Вопрос этот несколько удивил меня. Каким образом можно пробудить дар, если он не достался от рождения? Это ведь совершенно невозможно! Матушка не раз обращалась и к жрецам Перуновым, и к гадалкам, и к лекарям, в надежде обнаружить хотя бы слабые магические способности. Все колдуны и волхвы раз за разом выносили один вердикт: никаких способностей к магии у меня нет.
– Нет у меня дара. И пробуждать нечего, – тихо ответила я.
– Может, нет, а может и есть. Искра зародилась, значит, непростая ты девица. Кровь-то колдовскую никуда не денешь. Твои предки – сильные чародеи были. Это уже потом род обмельчал. Твой отец, он ведь не чародей, верно? И дед, и прадед не чародействовали, только по женской линии передавались способности к магии, да и те с каждым годом мельчали, – продолжала Всеведа.
Я с удивлением повернулась к жрице. Мне плохо было видно её лицо, лишь белоснежный наряд выделялся светлым пятном в темноте. Но каким-то чутьём я распознала, что выцветшие глаза пристально исследуют меня с ног до головы.
Старуха верно сказала: в нашем роду уже давно выродились мужчины-чародеи. Также как в других благородных семьях, где рождаются юноши, становящиеся офицерами княжеской армии, уже более века не появилось женщин, обладающих магическими способностями. Хотя в старых книгах написано, что в былые времена, все девушки и юноши нашего сословия получали дар и могли дополнять друг друга.
Разговоры о том, что магия постепенно исчезает, шли уже не первый год. Сначала в разных семьях она разделилась на мужскую и женскую, а потом и вовсе стал проявляться не в каждом ребёнке, как, например, случилось со мной. Ходили слухи, что если это продолжится, то уже в ближайшем будущем будет грозить гибелью Пограничья, ведь некому будет сдерживать атаки злобных тварей севера.

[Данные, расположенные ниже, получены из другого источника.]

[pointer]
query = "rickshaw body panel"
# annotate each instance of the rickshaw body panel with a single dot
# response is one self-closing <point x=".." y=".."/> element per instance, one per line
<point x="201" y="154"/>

– Люди забыли о богах. Просят их о своих мелочных желаниях, жалуются на плохую погоду или неудачный брак. Священные праздники чувствования богов для них не более чем развлечение. Вот и результат, – проговорила жрица.
Я задумалась. Вроде бы этот камень был в мой огород, ведь я пришла к богине просить избавить меня от неугодного мужчины. Но при этом я не чувствовала упрёка в словах старухи. Только лишь сожаление.
Всё остальное время мы молчали. Всеведа дремала на противоположном сидении, я смотрела в окно, не в силах сомкнуть глаз. Уже после полуночи коляска остановилась напротив постоялого двора, построенного прямо возле проезжего тракта.
– Вот и Междуреченка! – воскликнула Всеведа просыпаясь.
Она распахнула дверь повозки и ловко выбралась наружу.
Я не переставала удивляться тому, как легко двигалась эта почти столетняя старуха. Ведь даже мне не удалось так запросто выскочить из коляски, потому что всё тело затекло от долгого сидения в неудобной позе.
Вместе со жрицей, мы направились к постоялому двору. В этот момент я услышала, как наша коляска отъезжает. Я обернулась и увидела, как кучер развернул лошадей и направил их обратно в сторону города.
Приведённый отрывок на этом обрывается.